The only election affecting the area this Tuesday, November 6 was the contest for Supreme Court Justice of the 11th Judicial District. Denis J. Butler, Theodore Stamas, Kenneth C. Holder, Kerry John Katsorhis, Steven W. Paynter and Joseph F. Kasper competed for three seats.
Tentative results show Butler, Holder, and Paynter winning the city-wide election. Butler received 36,184 votes, while Holder got 31,802 votes and Paynter picked up 30,698.
Stamas, Katsorhis and Kasper all received between 10- and 11,000 votes.
District Attorney Richard A. Brown was also up for reelection but ran unopposed and had support from both political parties.
Brown’s unchallenged road to reelection may have played a role in southern Queens’ voting numbers, which were low again this year. The New York City Board of Elections was unable to offer specific statistics, but local leaders who spent Election Day visiting polling sites said it was quiet on all fronts - not just Howard Beach.
“We just got out of the Woodhaven polls, and we saw one person,” said District 23 Democratic Leader Frank Gulluscio. “In our last Republican primary, we had a single-digit turnout.”
Councilmember Joseph Addabbo, who accompanied Gulluscio to various polling sites, said there are many factors that affect turnout.

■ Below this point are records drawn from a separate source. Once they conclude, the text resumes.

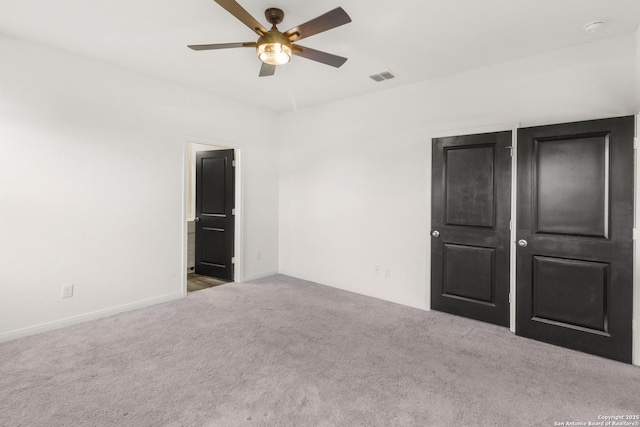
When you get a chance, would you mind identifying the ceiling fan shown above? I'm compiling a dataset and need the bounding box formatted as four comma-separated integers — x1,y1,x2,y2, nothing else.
188,0,351,77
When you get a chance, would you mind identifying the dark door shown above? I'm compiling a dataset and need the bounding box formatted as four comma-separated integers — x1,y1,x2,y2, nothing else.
195,150,235,280
516,117,634,362
431,132,511,326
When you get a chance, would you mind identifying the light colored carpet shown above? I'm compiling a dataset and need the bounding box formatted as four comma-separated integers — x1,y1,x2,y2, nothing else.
0,276,640,427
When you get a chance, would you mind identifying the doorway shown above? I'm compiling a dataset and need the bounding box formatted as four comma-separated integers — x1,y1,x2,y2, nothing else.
185,142,239,292
431,131,512,327
516,116,634,363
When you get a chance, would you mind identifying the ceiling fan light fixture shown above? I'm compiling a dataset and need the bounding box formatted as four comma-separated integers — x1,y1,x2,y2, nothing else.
256,42,291,65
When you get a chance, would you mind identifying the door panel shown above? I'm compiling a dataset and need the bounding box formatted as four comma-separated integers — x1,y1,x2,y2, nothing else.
431,132,511,326
195,150,235,280
516,117,634,362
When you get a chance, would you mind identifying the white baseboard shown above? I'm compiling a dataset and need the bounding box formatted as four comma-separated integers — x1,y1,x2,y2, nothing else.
0,292,184,342
280,270,430,311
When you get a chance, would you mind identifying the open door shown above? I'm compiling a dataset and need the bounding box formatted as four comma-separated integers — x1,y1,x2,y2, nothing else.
195,150,235,281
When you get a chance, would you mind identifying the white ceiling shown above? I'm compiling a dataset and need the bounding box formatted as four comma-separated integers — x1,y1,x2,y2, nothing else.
0,0,640,112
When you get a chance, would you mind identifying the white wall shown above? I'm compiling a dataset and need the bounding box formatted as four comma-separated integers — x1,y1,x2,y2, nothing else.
0,36,278,340
280,35,637,308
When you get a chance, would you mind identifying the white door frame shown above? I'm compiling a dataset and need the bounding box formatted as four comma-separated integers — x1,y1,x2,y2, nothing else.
182,137,244,296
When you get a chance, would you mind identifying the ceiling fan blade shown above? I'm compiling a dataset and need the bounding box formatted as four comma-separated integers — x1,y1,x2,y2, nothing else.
284,7,351,42
215,0,268,36
292,44,347,68
187,42,256,50
259,62,276,77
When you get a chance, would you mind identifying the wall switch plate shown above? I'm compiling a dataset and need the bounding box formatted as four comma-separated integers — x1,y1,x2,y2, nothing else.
62,285,73,298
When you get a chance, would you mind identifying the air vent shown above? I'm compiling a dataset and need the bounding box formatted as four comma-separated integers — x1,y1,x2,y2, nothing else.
369,71,396,82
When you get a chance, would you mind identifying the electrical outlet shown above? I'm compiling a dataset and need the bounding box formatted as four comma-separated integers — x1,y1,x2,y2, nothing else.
62,285,73,298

“For one thing, there’s the weather,” said Addabbo, who recalled, as a child, fearing that his father, long-time U.S. Congress member Joseph Addabbo, Sr., would lose the election if it rained on Election Day.
“There’s also the ticket and the issues,” said Addabbo. “People sometimes feel disconnected with the issues and the candidates.”
Betty Braton, Chair of Community Board 10, said voter turnout is “always a problem in off-year elections. People sometimes don’t realize the strength that voter turnout indicates to parties and elected officials. It’s the kind of election that people who don’t vote all the time ignore.”
Eric Ulrich, Republican Leader for the 23rd Assembly District, acknowledged that voter turnout is an important issue, but isn’t complaining about the September 18 election that landed him in office. He and running mate Jane Deacy received 1,419 of a total 2,144 votes cast.
The 23rd Assembly District, however, stretches through Broad Channel and into Rockaway. Howard Beach was not as strongly represented in the September 18 election.
Addabbo, however, promised light at the end of the tunnel.
“I made a guarantee - and I don’t make many guarantees,” he said. “I promise that 2008 will be much more exciting.”